Le doute porté sur de nombreuses opérations de crédit, dont l’opacité est réelle, rendra probablement la
résorption de cette crise assez longue. La confiance reviendra lentement tant la compréhension de ces
phénomènes est complexe. La crise marquera aussi le passage du milieu du cycle de croissance entamé en 2003,
avec une transition vers une croissance mondiale un peu moins forte mais plus soutenable. En effet, des études
récentes ont montré que seule une récession américaine prononcée pouvait entraîner un fort ralentissement des
pays émergents, qui sont les principaux contributeurs de la croissance mondiale.
Or, aux Etats-Unis, la consommation se maintiendra tant que les créations d’emplois se poursuivront et que le
chômage restera bas. Les entreprises américaines ont été très vertueuses et sont très peu endettées. Leurs
investissements et les exportations soutiennent l’activité. La crise immobilière et les événements actuels
devraient logiquement affaiblir la croissance américaine dans les prochains mois mais de manière mesurée. Nous
attendons une croissance de l’ordre de 2,2 % en 2007 aux USA et excluons le risque de véritable récession.
De plus, il existe une dynamique propre en Europe avec des réformes structurelles introduites en Allemagne et
débutant en France. Nous y attendons une croissance d’environ 2,6%.

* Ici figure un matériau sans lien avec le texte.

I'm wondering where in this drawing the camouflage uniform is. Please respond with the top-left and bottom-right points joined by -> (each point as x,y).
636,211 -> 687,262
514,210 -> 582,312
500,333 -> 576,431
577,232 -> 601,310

La crise financière a plutôt épargné les pays émergents dont la situation financière est satisfaisante. L’activité
dans les pays émergents devrait donc rester soutenue, à l’image de la Chine, ce qu’anticipent déjà les Bourses
domestiques chinoises qui sont au plus haut. L’économie japonaise semble par contre retomber en léthargie : les
exportations et l’investissement ralentissent. La consommation reste faible alors que le marché du travail est
dynamique et que le chômage baisse.
La crise a eu relativement peu d’effet sur les cours du pétrole, qui restent élevés, et sur l’or mais l’indice CRB
des matières premières a perdu quand même près de 10% Si les risques de ralentissement mondial étaient plus
élevés, l’ensemble des matières premières aurait baissé beaucoup plus.
Les principaux bénéficiaires de la crise ont été les emprunts d’état, qui ont servi de valeurs refuges : les taux
longs ont rebaissé de 0,50 à 0,75% selon les pays. Le dollar s’est apprécié de 5% face à l’euro, le yen s’est
apprécié de 10% face à l’euro et de 8% face au dollar: les débouclages d’opérations spéculatives (carry trade) sur
les devises ont été très importants mais de nouvelles opérations reprendront sans doute dès le retour au calme.
En résumé, la vigueur de la croissance mondiale et l’intervention des banques centrales devraient
permettre aux économies et aux marchés d’absorber cette crise.